In the knowledge that their second album was not as good as their first - yet did not dent their commercial appeal - Brandon Flowers and co have scoured the musical universe. Day & Age nods (and sometimes bows down) to its influences, not its predecessors.
Opener 'Losing Touch', is representative of the entire album. Saxophones evoke Bryan Ferry's 'Let's Stick Together' and the lead guitar soars as if played by The Edge. That their influences are so conspicuous will be an issue for purists, but for drive-time listeners it will likely work in the band's favour. Flowers is fortunate that his voice acts as such a distinguishing hallmark.
Lead single 'Human' has been criticised for its grammatically peculiar lyrics, such supposed controversy merely facilitating the band's expansion.

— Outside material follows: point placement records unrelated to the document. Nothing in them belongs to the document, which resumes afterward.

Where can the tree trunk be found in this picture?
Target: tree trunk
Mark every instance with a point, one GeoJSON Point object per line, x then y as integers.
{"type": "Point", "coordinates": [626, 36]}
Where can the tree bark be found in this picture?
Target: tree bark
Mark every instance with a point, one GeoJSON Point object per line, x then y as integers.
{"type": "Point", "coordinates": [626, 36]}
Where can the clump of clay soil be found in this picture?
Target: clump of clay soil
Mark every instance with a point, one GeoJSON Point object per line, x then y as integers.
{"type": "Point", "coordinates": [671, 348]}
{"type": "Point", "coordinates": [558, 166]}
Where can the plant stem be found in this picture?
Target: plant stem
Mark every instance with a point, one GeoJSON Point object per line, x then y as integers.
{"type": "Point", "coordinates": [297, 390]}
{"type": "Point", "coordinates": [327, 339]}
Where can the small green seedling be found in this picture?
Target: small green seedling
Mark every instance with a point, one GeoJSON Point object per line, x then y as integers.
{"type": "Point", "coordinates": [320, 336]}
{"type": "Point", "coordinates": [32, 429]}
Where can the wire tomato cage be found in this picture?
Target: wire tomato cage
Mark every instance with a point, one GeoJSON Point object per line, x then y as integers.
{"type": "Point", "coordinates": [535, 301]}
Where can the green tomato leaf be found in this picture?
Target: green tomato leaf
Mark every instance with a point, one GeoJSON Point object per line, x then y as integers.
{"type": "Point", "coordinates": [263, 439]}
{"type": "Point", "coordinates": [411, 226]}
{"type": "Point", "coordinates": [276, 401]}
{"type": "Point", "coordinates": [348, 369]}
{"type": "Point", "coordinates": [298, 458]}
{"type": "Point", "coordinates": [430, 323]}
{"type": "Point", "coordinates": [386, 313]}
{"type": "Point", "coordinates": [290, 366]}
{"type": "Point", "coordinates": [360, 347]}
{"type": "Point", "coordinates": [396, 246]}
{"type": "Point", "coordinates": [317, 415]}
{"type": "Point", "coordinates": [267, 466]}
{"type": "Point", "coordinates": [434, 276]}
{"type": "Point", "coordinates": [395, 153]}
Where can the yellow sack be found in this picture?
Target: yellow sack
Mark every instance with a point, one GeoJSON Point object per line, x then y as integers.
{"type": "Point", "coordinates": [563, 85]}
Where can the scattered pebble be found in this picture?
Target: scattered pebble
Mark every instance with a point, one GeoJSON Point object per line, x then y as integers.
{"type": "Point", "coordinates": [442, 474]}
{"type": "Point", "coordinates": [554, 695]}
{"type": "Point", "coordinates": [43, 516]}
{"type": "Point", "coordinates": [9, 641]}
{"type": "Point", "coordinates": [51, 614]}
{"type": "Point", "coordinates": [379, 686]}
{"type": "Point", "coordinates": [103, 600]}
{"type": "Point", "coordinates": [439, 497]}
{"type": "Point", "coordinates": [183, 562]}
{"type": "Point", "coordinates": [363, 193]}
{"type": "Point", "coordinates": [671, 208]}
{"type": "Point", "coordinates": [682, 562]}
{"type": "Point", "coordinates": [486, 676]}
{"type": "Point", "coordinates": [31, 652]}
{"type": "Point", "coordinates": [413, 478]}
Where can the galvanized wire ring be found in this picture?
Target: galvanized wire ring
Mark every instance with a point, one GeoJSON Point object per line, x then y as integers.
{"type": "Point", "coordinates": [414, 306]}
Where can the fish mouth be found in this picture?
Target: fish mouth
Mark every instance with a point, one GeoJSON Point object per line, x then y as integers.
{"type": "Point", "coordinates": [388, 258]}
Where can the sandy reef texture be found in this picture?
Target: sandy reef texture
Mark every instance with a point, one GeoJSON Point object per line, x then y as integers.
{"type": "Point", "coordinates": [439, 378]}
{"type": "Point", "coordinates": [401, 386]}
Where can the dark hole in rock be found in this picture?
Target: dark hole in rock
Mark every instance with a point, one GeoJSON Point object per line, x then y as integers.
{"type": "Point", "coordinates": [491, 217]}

The Killers' sophistication may be diluted by mainstream appeal but, like U2 before them, owning the limelight is clearly the band's prime concern.
'Spaceman' is pleasantly anthemic, 'Neon Tiger' is a refreshingly stripped down departure for the group, and 'The World We Live In' is positively melodramatic. Flowers deserves credit for the latter - his double-tracked vocal rises with enough passion to satisfy the most sceptical ears.
That The Killers have drawn such inspiration and assistance in making Day & Age is testament to their commercial enormity, but perhaps hinders their musical credentials. Alongside an extremely savvy producer in Stuart Price, the band have assembled a solid and interesting album.